Tackling top10 barriers like the tax system to Canadian competitiveness – Part 4
Barrier III: Improving the tax system
The federal government is encouraged to launch a national consultation aimed at reducing the complexity of the tax system
Editor’s note: Over the past year, the Canadian Chamber of Commerce has consulted its members – local chambers of commerce, large companies and small businesses – to identify the key barriers hindering our competitiveness. The following series will tackle the solutions.
Our tax system is too complex because it imposes major unnecessary compliance and administration costs on both businesses and consumers.
The complexity of the system is particularly challenging for small- and medium-sized businesses because they lack the money or expertise to engage in complex tax-planning arrangements.
Our tax system over-relies on income and profit taxes, the most economically damaging forms of taxation.
The barriers
The myriad tax preferences enormously complicate the tax structure and increase compliance costs. Tax compliance imposes a heavy burden on business in terms of cost and time, and has the potential to be a disincentive to investment. It costs Canadian businesses $13 billion to $19.3 billion to comply with their tax obligations.

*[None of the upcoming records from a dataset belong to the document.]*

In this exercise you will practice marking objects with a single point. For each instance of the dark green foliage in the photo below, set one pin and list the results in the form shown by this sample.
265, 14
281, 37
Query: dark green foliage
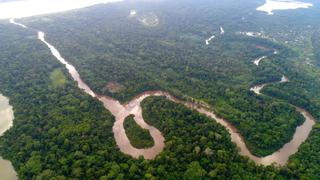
139, 137
173, 58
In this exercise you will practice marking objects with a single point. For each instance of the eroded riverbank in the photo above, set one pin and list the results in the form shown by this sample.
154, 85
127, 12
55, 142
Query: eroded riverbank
133, 107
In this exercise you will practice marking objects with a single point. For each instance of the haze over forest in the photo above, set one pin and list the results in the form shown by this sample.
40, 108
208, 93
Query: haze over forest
159, 89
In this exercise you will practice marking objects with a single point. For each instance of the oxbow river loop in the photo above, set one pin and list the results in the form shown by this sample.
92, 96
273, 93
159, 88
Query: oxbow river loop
121, 111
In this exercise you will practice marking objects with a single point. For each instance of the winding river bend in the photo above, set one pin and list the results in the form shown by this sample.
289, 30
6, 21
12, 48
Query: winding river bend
7, 171
121, 111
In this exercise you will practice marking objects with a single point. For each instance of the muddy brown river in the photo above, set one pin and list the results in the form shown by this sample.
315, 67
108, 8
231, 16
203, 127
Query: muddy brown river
133, 107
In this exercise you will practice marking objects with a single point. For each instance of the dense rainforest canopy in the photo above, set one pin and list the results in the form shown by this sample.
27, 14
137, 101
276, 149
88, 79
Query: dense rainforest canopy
61, 132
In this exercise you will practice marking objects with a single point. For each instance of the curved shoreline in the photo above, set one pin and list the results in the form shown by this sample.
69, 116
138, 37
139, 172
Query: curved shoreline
7, 171
120, 112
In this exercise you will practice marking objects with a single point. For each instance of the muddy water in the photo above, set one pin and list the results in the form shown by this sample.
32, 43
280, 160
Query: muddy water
7, 171
301, 134
133, 107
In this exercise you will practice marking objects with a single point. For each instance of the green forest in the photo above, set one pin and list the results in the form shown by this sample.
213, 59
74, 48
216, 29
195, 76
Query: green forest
139, 137
60, 132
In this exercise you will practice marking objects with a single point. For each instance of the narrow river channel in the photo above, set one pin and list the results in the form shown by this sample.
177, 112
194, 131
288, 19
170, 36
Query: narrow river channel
121, 111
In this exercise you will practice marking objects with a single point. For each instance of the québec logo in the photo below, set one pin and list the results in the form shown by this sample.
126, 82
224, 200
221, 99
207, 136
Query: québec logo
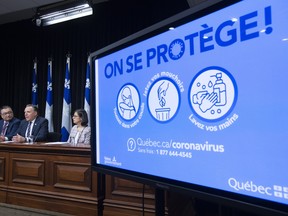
249, 186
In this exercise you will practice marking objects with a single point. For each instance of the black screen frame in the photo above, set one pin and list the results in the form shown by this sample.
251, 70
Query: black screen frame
248, 203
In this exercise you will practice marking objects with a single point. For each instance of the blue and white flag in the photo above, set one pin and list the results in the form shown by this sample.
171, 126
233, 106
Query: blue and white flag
66, 118
49, 99
87, 91
34, 85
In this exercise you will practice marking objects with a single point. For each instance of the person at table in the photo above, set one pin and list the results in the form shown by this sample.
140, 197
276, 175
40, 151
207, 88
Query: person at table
8, 124
33, 127
80, 132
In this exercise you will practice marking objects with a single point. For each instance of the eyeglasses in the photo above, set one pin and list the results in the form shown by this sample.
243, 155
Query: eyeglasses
7, 113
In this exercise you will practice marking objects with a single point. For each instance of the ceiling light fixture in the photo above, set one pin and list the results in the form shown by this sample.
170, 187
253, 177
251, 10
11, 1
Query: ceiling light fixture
61, 12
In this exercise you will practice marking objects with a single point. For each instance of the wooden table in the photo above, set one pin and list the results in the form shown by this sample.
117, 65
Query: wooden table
55, 177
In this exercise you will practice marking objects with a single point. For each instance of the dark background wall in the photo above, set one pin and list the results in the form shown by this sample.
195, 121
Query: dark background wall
22, 42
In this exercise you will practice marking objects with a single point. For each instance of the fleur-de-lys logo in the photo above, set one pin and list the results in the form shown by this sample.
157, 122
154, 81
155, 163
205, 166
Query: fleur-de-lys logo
49, 86
67, 84
34, 87
87, 83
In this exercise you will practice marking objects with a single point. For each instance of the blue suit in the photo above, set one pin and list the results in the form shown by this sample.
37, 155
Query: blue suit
12, 127
39, 131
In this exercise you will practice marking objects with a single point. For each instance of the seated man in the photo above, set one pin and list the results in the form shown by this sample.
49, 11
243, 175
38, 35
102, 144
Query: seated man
8, 124
33, 128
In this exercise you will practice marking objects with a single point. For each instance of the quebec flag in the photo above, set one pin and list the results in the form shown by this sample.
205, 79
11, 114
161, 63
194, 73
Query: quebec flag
87, 91
66, 118
49, 99
34, 85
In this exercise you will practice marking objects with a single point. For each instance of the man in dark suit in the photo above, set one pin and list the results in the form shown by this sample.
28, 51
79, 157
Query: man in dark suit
33, 128
8, 124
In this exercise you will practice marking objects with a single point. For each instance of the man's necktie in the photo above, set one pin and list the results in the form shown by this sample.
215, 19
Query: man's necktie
28, 129
3, 132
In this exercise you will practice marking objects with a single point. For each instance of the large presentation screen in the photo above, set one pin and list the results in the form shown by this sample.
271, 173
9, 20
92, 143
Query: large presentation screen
204, 103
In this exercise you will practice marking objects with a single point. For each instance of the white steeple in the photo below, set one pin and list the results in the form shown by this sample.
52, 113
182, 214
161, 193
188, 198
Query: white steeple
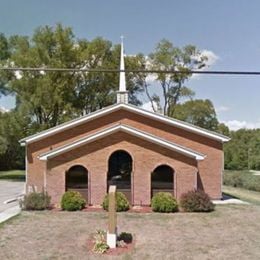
122, 94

Business taxes have a significant negative impact on investment and job creation, while personal income taxes affect a wide range of decisions regarding work effort, savings and entrepreneurship.
In Canada, about 46 per cent of total tax revenue comes from income and profit taxes, compared to an OECD average of 36 per cent. Consumption taxes (e.g. GST and HST) reduce instances of tax evasion and rely on a broader base. They can be more equitable and economically efficient than income taxes because consumption taxes do not tax savings and investment.
Marginal effective tax rates (METRs) on capital investment vary widely by industry. Service providers (e.g., the retail trade and communications sectors) face a rate of around 25 per cent. In contrast, METRs on capital are relatively low for forestry and manufacturing (6 per cent and 11 per cent respectively). Yet services are a major source of job creation and are increasingly exposed to international trade and competition.
Corporate taxes can hurt the economy most when they are not neutral among industries because capital tends to flow to less taxed activities, rather than to those that generate the greatest economic returns.
Canada’s punishing high marginal personal income tax rates for low- and middle-income earners discourage people from working, saving and undertaking further education and training and, thus, negatively affect productivity and economic growth.
The way forward
Tax reform must be placed back on the national agenda. Canada needs a tax code that is more simple, fair, and growth-oriented. The federal government is encouraged to launch a national consultation aimed at reducing the complexity of the tax system.
An independent panel to conduct a comprehensive review of the hundreds of exemptions, deductions, rebates, deferrals and credits in the federal tax system, with an eye to eliminating special measures that are unfair or that undermine economic effi ciency, should be created.
The federal government should expeditiously work with provincial and territorial governments to create a loss-transfer system to address corporate group taxation.